Re: [PATCH 0/2] shmem: Notify user space when file system is full

From: Amir Goldstein <amir73il@gmail.com>
To: Gabriel Krisman Bertazi <krisman@collabora.com>
Cc: Hugh Dickins <hughd@google.com>,
	Andrew Morton <akpm@linux-foundation.org>,
	 Linux MM <linux-mm@kvack.org>, Jan Kara <jack@suse.com>,
	 Matthew Bobrowski <repnop@google.com>,
	Khazhismel Kumykov <khazhy@google.com>,
	kernel@collabora.com
Subject: Re: [PATCH 0/2] shmem: Notify user space when file system is full
Date: Tue, 11 Jan 2022 09:50:42 +0200	[thread overview]
Message-ID: <CAOQ4uxiD1k+7F7gDpmS1nBFVfDz2evy+Ep=9XCOKRuDF7sAEJQ@mail.gmail.com> (raw)
In-Reply-To: <87fspv9gr2.fsf@collabora.com>

On Tue, Jan 11, 2022 at 3:57 AM Gabriel Krisman Bertazi
<krisman@collabora.com> wrote:
>
> Amir Goldstein <amir73il@gmail.com> writes:
>
> > Two things bother me about this proposal.
> > One is that it makes more sense IMO to report ENOSPC events
> > from vfs code.
>
> Hi Amir,
>
> I reimplemented this with FS_WB_ERROR in the branch below. It reports
> writeback errors on mapping_set_error, as suggested.
>
>   https://gitlab.collabora.com/krisman/linux/-/tree/wb-error
>
> It is a WIP, and I'm not proposing it yet, cause I'm thinking about the
> ENOSPC case a bit more...
>
> > Why should the requirement to monitor ENOSPC conditions be specific to tmpfs?
> > Especially, as I mentioned, there are already wrappers in place to report
> > writeback errors on an inode (mapping_set_error), where the fsnotify hook
> > can fit nicely.
>
> mapping_set_error would trigger the ENOSPC event only when it happens on
> an actual writeback error (i.e. BLK_STS_NOSPC), which is not the main
> case I'm solving here.  In fact, most of the time, -ENOSPC will happen
> before any IO is submitted, for instance, if an inode could not be
> allocated during .create() or a block can't be allocated in
> .write_begin(). In this case, it isn't really a writeback error
> (semantically), and it is not registered as such by any file system.
>

I see.
But the question remains, what is so special about shmem that
your use case requires fsnotify events to handle ENOSPC?

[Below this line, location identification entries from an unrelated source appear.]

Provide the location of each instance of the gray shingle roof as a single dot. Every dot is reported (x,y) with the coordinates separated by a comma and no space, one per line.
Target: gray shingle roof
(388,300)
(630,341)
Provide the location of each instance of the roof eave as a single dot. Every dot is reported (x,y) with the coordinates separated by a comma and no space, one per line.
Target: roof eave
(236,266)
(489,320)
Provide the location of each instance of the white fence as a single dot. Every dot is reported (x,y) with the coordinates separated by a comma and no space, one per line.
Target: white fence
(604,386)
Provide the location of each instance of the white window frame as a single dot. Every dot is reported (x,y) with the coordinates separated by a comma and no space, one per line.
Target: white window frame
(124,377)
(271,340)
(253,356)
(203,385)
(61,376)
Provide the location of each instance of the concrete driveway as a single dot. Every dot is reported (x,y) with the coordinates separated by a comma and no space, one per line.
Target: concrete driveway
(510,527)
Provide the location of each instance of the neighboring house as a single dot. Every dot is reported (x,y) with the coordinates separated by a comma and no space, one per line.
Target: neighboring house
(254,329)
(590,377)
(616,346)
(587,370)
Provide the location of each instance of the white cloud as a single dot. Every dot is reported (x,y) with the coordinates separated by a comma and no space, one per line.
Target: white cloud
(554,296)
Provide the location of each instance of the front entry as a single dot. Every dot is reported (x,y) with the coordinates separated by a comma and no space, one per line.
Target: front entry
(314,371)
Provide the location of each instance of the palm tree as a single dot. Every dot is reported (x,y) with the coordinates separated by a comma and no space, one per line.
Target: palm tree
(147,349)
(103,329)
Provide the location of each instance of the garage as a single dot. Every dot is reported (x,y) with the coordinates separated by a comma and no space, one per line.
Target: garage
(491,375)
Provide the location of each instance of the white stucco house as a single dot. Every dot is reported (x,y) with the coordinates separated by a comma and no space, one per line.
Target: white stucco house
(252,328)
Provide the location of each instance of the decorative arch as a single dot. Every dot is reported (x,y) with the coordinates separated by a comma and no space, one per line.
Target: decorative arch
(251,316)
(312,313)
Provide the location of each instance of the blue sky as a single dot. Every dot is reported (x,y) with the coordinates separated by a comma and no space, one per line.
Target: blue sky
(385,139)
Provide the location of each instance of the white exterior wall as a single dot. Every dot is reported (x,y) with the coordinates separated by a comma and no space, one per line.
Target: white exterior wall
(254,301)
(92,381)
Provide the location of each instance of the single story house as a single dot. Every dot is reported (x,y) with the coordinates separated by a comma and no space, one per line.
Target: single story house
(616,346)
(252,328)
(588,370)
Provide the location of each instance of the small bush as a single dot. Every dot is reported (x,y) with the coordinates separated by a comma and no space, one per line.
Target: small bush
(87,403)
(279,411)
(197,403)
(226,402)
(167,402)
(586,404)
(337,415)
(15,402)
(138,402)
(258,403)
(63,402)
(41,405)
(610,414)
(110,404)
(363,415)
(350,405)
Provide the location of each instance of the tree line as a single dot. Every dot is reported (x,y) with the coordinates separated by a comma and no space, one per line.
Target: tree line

Many systems are deployed on thin provisioned storage these days
and monitoring the state of the storage to alert administrator before
storage gets full (be it filesystem inodes or blocks or thinp space)
is crucial to many systems.

Since the ENOSPC event that you are proposing is asynchronous
anyway, what is the problem with polling statfs() and meminfo?

I guess one difference is that it is harder to predict page allocation failure
that causes ENOSPC in shmem, but IIUC, your patch does not report
an fsevent in that case only in inode/block accounting error.
Or maybe I did not understand it correctly?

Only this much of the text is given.